Wow that seems like two handfuls of something…
This, about a little part of the AI problem complex at the moment: ETL, as Extract, Transform, Load is usually called but few people care to remember, is Data Analytics’ talk for getting the data from some basic simple systems like SAP (E), pruning it and applying all sorts of other manual corrections (yikes! the T), and then slurping it into some Analytics (or visualisation) tool (L).
The L is easiest. Once one would have gone through the E part, plus some T sauce. Not this. The T sauce, this one, however is too hot to handle.
Since it is so error-prone. Error, as in accidental human failing at the medium, data, information and ethical levels. Error, as in failing in bad faith, at the same levels. Bias, anyone?
Problem being, when there would be e.g., bias in the source data, does one toss the respective data points out? Or might they contain valid information [Note: I take it you understand the most kindergarten basic concept of discrimination: distinguishing people on irrelevant criteria – what to do when the criteria are relevant!?] that one misses when dismissing the misfits outright, even before one has a chance to find out whether they had some role in the original data. Ethically-unwantedly biased or not.
And how good would a human be at detecting biases in source data ..? Not very. The very value of many a latter-day ML tool is in finding those hidden patterns that we miss. The experts miss.
Plus, how would you correct? If one were to leave out all cases where it turned out that bias played a role, you’ll end up with ideal cases only. But then your trained ML system will give results that are incomparable with (past) practice and for effective (… → later on) and efficient ML-trained rule-based systems development, one needs to optimise the fit with the past. That’s where your F1 score comes from. Mess with the source data, destroy the learning results.
Above, what to do with later continued learning where self-learing, unsupervised, is all the rage?
In between already, when one prunes to get out the rules one wants and dismisses others, why not turn all found patterns and rules, into a classical expert system, without or preferably with, fuzzy logic? Most explainable, transparent…
But above all, what is ethically unwanted ..? Apparently, the inputs lead to relevant outcomes as they turn out to exist in the source bias. The ML is there to detect such patterns; if there would be no relevance, no pattern would be calculated (sic; and leaving aside small-sample errors that aren’t biases but just errors).
Rather, who determines the vague ideas of what ‘society’ happens to consider just, for some time ..!? E.g., many Western societies have a core of values that are proclaimed to be based on Christianity; either some interpretation of how Jesus Christ’s words would apply in those later centuries, i.e., big fat interpretations on very often shady hidden intents, or hearkening back to the original intent as much as possible – where JS (as a full-on Jew) and those of any intellectual propensity above ignorant peasant level, would have found the idea that salvation or support for one’s neighbours would be available for non-Jews quite despicable, bordering on the unthinkable.
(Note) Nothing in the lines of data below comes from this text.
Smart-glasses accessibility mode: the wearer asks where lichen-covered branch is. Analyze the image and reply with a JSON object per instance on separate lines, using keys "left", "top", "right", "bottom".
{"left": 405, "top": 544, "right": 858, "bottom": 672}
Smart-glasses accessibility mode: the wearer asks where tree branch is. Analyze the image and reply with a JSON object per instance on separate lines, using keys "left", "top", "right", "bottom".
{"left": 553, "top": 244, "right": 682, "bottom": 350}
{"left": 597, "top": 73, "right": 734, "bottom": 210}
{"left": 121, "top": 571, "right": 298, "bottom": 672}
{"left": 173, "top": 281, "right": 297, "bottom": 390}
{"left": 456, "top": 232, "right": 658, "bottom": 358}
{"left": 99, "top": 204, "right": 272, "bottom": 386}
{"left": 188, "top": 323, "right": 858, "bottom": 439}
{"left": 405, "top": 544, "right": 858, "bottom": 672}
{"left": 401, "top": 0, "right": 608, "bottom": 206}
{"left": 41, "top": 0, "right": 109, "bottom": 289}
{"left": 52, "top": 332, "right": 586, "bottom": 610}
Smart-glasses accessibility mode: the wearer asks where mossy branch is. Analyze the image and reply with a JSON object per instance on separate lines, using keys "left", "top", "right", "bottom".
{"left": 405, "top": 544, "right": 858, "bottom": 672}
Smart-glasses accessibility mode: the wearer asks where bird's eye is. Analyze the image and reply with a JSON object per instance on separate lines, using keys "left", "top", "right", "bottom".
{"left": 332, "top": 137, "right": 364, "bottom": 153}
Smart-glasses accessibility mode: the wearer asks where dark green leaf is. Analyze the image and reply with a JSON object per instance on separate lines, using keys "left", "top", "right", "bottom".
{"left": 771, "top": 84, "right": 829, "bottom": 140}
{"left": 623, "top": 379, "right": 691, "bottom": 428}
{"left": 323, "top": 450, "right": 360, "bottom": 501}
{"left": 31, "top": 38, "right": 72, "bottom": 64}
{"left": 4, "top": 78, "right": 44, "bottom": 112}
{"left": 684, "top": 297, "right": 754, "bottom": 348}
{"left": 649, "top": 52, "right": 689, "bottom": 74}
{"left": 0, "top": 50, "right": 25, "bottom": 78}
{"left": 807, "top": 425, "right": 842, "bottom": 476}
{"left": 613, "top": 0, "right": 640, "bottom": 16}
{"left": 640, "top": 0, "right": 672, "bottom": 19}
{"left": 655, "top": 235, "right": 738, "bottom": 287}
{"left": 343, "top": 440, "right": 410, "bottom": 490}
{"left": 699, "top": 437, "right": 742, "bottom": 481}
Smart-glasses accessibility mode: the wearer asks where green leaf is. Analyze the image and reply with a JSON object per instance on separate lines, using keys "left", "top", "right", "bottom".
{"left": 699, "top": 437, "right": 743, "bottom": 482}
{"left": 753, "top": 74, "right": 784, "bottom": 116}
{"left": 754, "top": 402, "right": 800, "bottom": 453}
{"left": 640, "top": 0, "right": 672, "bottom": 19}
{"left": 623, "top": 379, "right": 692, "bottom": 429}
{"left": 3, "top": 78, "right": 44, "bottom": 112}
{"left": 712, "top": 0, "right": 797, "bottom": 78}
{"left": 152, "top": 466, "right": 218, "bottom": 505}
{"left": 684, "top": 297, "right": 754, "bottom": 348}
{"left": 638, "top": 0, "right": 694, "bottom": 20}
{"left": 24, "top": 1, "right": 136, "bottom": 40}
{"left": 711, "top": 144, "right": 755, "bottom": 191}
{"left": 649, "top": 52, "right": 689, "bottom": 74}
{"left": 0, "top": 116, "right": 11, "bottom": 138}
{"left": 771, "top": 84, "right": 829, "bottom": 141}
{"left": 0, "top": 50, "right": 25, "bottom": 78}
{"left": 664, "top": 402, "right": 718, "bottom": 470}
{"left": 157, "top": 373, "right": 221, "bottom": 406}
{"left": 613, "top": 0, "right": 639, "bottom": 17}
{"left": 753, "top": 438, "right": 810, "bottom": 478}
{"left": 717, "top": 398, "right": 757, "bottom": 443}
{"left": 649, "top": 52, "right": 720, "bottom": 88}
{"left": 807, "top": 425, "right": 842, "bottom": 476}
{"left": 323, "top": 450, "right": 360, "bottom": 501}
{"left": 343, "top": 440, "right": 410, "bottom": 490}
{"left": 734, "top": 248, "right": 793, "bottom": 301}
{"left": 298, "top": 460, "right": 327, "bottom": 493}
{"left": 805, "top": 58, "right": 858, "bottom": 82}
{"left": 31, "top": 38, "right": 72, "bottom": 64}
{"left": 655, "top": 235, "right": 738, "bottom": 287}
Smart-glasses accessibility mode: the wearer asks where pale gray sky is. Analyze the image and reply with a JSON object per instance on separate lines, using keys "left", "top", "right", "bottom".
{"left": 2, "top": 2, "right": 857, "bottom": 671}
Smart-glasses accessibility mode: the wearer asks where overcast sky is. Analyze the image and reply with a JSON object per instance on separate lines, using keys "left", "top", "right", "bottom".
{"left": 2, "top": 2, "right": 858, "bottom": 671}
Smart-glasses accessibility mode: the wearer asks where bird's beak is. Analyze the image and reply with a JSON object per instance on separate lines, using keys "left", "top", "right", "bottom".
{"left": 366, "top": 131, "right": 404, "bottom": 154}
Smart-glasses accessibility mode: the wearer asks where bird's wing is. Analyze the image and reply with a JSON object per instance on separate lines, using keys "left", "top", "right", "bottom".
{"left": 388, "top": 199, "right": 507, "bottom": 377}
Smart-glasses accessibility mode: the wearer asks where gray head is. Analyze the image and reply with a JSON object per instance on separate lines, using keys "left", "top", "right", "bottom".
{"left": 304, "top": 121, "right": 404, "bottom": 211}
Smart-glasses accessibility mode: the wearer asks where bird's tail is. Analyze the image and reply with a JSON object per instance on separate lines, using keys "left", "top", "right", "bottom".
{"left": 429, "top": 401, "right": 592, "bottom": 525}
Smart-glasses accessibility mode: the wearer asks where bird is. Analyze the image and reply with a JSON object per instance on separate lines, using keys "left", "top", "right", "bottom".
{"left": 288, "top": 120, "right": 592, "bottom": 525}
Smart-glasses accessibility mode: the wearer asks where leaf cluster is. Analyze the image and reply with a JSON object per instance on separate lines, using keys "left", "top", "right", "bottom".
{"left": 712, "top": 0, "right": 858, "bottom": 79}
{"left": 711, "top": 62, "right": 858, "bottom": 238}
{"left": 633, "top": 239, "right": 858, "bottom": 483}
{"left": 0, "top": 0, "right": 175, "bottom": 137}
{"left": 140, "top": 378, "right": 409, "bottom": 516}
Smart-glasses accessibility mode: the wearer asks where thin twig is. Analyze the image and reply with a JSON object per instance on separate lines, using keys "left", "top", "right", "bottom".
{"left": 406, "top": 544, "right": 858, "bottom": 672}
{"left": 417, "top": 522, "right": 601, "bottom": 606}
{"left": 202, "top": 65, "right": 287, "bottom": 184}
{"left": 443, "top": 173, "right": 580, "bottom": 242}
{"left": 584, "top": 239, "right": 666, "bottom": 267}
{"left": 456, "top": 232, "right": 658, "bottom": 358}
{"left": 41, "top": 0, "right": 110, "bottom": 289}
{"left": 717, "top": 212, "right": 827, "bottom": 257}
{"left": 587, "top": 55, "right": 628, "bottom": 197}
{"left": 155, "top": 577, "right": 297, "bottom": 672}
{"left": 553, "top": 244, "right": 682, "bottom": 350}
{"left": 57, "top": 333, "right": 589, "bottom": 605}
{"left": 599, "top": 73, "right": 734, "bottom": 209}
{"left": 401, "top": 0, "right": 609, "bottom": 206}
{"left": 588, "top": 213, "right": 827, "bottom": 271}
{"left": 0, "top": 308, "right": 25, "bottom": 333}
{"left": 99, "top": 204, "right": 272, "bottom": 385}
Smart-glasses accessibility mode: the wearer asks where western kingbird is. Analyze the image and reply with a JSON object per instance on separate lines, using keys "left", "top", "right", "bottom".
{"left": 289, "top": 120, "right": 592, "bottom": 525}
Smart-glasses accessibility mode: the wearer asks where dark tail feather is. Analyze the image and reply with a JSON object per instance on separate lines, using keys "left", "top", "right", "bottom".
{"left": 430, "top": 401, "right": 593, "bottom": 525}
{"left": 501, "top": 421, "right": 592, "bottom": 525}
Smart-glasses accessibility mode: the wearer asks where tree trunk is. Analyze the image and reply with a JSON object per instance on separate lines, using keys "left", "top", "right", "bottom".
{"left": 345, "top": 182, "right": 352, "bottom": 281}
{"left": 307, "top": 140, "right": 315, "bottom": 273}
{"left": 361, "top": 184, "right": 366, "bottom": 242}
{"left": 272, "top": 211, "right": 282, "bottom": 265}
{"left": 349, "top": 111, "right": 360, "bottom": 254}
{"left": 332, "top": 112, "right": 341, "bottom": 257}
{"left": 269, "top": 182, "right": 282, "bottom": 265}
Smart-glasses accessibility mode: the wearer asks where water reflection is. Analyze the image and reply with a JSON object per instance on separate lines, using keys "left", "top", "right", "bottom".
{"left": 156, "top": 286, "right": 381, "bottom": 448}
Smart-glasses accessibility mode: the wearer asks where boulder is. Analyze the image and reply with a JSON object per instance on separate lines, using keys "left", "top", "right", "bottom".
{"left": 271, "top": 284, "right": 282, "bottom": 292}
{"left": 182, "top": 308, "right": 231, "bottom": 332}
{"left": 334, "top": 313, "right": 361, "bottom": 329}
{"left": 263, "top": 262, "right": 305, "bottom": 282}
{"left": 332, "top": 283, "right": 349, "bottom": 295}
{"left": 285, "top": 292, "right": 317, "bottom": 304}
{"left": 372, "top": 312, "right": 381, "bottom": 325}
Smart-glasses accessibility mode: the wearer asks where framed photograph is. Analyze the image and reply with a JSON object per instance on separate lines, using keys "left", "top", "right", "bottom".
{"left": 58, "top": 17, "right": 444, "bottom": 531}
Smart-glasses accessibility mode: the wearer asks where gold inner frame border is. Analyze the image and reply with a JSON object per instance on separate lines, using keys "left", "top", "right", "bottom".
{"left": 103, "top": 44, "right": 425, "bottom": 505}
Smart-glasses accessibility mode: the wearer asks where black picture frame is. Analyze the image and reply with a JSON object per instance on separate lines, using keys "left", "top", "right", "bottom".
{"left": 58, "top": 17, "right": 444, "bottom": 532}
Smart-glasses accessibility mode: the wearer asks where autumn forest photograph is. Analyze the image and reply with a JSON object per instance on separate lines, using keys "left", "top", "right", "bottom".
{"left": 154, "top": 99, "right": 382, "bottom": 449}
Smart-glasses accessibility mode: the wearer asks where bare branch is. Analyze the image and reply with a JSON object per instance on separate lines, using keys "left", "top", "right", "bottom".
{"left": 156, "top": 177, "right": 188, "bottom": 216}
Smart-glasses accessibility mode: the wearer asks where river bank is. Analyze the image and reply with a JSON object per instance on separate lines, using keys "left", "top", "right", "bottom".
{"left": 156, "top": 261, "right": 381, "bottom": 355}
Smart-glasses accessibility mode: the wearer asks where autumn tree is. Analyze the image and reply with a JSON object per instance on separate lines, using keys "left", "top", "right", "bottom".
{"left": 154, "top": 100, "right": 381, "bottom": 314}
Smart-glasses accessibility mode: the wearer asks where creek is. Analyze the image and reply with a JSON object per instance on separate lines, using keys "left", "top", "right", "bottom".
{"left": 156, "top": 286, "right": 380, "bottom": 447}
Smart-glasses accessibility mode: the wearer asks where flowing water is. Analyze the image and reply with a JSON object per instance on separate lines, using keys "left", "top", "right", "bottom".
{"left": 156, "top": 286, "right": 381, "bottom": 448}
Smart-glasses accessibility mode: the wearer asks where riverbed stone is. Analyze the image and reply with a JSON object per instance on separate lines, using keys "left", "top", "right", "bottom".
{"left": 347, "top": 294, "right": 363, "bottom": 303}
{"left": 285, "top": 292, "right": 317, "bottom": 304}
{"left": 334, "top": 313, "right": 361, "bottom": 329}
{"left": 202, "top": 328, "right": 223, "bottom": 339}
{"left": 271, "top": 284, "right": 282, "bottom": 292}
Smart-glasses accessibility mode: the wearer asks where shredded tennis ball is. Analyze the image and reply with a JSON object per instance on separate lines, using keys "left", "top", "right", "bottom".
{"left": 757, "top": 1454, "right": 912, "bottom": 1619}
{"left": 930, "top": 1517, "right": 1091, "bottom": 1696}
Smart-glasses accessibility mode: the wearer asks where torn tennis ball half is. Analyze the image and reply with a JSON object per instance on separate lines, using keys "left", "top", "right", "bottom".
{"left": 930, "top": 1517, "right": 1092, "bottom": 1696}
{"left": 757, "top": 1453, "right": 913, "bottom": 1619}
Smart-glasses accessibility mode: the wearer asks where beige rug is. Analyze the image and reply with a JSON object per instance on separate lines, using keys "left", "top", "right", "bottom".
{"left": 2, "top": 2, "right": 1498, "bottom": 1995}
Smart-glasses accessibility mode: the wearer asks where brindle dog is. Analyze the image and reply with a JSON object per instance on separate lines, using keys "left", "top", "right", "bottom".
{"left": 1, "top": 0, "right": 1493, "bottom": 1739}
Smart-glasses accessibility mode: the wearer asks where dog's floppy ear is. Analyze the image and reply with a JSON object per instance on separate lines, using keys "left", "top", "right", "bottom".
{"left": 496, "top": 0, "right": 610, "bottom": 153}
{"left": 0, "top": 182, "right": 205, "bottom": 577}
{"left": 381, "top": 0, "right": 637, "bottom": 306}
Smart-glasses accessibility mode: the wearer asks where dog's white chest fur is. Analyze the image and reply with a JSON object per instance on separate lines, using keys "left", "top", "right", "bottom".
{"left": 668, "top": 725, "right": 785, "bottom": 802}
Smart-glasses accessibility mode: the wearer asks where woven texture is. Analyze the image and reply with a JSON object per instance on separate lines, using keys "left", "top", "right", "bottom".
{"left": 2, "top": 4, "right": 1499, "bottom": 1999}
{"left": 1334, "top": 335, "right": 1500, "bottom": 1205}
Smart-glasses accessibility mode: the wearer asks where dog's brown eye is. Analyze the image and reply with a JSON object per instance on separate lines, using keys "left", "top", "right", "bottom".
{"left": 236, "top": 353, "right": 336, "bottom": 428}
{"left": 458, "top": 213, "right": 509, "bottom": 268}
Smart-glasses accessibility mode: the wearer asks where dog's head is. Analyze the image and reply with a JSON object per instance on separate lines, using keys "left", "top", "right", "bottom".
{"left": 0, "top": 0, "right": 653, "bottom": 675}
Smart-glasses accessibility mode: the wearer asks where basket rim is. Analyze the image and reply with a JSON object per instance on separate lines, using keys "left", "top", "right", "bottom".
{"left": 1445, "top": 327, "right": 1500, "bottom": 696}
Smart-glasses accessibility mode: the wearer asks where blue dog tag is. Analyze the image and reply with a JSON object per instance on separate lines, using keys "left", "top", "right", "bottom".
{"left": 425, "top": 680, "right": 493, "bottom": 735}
The Golden Rule wouldn’t apply to anyone outside the close circle… All ‘ethical’ discussions since are very time- and circumstance-bound even when putting it mildly. As e.g., ‘democracy’ is so much on the decline around the world [fact]. And people don’t care about millions starving but do care about stray dogs in the same countries. Those against discrimination don’t bat an eye over discrimination of e.g., white male elderly (over 30) on the job market. When one wants to ‘correct’ a bias through some measure of equally low or worse moral value, one has no right to enforce [what one loathes oneself; or you’re in breach of the Golden Rule again].